When you "do the math," that cluster limit does impose some hard limits on the maximum size of the NTFS volume, irrespective of the actual drive space that is available for the volume. And trying to use tricks like dynamic disks and software RAID won't help: those tricks modify the underlying disk structure, not the NTFS filesystem that "rides" on top of it.
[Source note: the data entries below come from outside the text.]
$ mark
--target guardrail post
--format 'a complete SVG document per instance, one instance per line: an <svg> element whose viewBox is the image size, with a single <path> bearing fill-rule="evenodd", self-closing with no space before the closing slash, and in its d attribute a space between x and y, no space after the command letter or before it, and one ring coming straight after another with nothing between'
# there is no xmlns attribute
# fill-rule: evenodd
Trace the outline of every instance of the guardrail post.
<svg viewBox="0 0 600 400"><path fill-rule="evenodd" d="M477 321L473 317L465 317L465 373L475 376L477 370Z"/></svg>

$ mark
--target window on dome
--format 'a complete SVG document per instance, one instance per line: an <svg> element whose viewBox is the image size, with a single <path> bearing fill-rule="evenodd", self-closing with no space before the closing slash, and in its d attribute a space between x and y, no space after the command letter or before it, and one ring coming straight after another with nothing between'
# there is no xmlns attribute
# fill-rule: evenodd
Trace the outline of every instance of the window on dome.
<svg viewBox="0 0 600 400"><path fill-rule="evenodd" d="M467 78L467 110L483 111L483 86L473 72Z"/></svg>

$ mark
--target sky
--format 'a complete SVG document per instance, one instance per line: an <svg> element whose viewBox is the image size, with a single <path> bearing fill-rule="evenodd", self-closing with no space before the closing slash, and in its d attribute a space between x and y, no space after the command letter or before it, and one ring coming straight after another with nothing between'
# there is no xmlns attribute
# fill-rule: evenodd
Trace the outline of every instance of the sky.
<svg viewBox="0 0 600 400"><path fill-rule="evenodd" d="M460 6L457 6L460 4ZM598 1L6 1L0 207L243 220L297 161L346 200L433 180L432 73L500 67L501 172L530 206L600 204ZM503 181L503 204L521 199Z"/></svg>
Max NTFS Volume by Cluster Size
cluster
size (B)
Bytes KB MB GB TB
512 2,199,023,255,040 2,147,483,648 2,097,152 2,048 2
1024 4,398,046,510,080 4,294,967,295 4,194,304 4,096 4
2048 8,796,093,020,160 8,589,934,590 8,388,608 8,192 8
4096 17,592,186,040,320 17,179,869,180 16,777,216 16,384 16
8192 35,184,372,080,640 34,359,738,360 33,554,432 32,768 32
16384 70,368,744,161,280 68,719,476,720 67,108,864 65,536 64
32768 140,737,488,322,560 137,438,953,440 134,217,728 131,072 128
65536 281,474,976,645,120 274,877,906,880 268,435,456 262,144 256

We knew that we had a functioning 20TB volume, so we verified my theory that the volume was actually formatted with 8K clusters (the smallest size that would support 20TB) using DISKPART's FILESYSTEM command. Sure enough: 8192 was the cluster size.

We gave the client several options for addressing the issue, including the purchase of software that could "live adjust" the cluster sizing. In the end, the client chose the "migrate->reformat->migrate" option, and while it took a long time to perform (20TB is a lot of data!), it was successful.